Tenofovir gel for HIV prevention for women: Perspectives of key opinion leaders from India
Objectives: Country decision-making regarding adoption of new health technologies is a lengthy process that is informed by scientific, public health, and policy analyses. Key Opinion Leaders (KOLs), who include a range of influential individuals (e.g., Ministry of Health officials, leaders of medical and pharmacy associations, civil society representatives, donors), play a critical role in country decision-making around adoption and availability of new HIV-prevention tools. Their perspectives can shape public opinion and influence policy, programming, and procurement decisions. Methods: In-depth face-to-face interviews with a dozen purposefully selected national KOLs in India were conducted to gain their perspectives around ARV-based prevention for women, focusing on microbicides in general and tenofovir vaginal gel specifically.
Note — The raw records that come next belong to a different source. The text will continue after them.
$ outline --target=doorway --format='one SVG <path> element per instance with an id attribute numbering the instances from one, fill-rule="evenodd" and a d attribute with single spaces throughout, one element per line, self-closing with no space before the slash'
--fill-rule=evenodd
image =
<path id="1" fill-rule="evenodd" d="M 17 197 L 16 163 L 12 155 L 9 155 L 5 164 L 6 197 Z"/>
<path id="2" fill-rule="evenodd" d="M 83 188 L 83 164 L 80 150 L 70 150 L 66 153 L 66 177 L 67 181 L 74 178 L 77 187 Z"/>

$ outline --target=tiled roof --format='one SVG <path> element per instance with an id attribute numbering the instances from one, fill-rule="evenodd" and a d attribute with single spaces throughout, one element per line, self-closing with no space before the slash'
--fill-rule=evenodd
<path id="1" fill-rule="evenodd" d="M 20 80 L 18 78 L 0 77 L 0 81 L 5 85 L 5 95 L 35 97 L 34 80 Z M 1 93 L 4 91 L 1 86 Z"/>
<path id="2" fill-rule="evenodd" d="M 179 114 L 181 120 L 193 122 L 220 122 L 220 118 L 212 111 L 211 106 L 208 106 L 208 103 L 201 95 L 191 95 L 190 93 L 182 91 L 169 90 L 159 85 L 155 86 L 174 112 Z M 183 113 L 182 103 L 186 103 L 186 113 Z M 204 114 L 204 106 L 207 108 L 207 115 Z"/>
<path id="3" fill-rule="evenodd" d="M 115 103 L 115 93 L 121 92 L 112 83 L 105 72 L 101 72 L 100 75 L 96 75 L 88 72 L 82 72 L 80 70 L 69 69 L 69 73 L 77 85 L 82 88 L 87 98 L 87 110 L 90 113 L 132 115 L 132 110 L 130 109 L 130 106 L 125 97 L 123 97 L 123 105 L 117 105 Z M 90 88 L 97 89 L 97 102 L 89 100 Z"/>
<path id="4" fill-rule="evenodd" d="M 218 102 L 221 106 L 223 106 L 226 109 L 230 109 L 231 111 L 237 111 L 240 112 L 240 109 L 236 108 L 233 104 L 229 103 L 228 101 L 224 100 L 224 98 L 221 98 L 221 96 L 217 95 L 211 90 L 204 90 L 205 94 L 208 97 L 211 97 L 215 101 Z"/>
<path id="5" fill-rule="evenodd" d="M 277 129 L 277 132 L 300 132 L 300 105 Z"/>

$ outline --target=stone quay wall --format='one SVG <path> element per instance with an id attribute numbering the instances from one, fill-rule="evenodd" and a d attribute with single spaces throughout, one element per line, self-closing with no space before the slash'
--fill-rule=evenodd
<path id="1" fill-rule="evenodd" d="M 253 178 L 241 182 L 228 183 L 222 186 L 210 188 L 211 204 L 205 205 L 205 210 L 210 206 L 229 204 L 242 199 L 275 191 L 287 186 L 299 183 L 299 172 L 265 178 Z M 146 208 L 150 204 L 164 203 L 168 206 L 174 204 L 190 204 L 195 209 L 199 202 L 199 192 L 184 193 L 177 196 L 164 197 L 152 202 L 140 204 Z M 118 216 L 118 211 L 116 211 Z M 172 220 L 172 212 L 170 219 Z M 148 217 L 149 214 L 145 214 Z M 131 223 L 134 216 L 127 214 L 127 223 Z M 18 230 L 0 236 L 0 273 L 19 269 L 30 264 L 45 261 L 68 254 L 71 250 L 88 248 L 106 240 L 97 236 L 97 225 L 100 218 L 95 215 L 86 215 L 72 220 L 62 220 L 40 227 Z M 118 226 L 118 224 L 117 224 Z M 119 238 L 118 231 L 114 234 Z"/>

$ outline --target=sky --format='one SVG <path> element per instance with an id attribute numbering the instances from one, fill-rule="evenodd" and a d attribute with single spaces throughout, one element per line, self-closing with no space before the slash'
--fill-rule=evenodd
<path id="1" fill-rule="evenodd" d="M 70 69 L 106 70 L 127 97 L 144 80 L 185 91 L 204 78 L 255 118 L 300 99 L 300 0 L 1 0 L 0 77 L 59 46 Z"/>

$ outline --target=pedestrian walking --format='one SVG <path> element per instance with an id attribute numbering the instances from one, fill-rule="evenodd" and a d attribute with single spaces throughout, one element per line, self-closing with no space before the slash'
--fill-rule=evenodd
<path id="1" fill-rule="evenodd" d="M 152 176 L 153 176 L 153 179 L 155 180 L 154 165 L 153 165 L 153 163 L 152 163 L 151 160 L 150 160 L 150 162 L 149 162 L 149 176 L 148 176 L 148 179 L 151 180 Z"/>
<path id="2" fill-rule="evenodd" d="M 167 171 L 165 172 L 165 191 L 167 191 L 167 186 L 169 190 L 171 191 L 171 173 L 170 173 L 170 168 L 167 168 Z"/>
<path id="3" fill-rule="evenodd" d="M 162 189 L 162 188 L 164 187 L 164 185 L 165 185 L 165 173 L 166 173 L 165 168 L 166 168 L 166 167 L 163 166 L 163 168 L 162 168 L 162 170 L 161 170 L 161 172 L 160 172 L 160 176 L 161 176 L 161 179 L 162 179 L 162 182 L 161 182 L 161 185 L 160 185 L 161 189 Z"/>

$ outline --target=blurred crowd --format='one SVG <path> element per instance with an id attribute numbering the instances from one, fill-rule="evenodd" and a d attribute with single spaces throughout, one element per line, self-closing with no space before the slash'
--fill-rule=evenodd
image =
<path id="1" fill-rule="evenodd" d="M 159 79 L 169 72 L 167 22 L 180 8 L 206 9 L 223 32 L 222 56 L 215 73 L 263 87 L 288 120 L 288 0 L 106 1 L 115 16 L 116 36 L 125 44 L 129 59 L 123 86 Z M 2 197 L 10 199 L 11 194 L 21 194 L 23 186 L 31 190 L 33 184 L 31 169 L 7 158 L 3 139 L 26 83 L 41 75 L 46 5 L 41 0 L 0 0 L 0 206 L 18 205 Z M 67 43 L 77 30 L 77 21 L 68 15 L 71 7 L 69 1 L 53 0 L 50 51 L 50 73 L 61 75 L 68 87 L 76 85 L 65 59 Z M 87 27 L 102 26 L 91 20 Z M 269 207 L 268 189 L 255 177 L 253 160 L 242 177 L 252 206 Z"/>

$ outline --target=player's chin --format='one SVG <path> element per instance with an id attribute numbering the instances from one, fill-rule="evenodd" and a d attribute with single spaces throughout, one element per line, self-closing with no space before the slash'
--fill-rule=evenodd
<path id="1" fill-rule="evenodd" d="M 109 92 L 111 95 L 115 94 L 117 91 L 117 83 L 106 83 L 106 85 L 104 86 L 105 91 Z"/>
Theme-based content emerged and was analyzed using ATLAS.ti software. Results: While generally supportive, KOLs expressed caveats regarding the role tenofovir gel might play in the overall HIV-prevention program. Key outstanding issues that would need to be addressed include product effectiveness, potential for resistance, product cost, feasibility of HIV testing and re-testing, and effective targeting of key populations for public health impact. Conclusions: As new HIV-prevention technologies advance through clinical trials, there is a concomitant necessity to engage in policy analysis exercises. Formative research with stakeholders early in the process is an important yet often overlooked step. The potential role that the tenofovir gel could play in India will depend in large part on epidemiological, public health, and economic factors. Understanding target populations' perspectives on the product will also be critical for its successful introduction.
Prabhughate, Abhijit, Avina Sarna, and Martha Brady. 2014. "Tenofovir gel for HIV prevention for women: Perspectives of key opinion leaders from India," Health Policy and Technology 3(1): 59–65.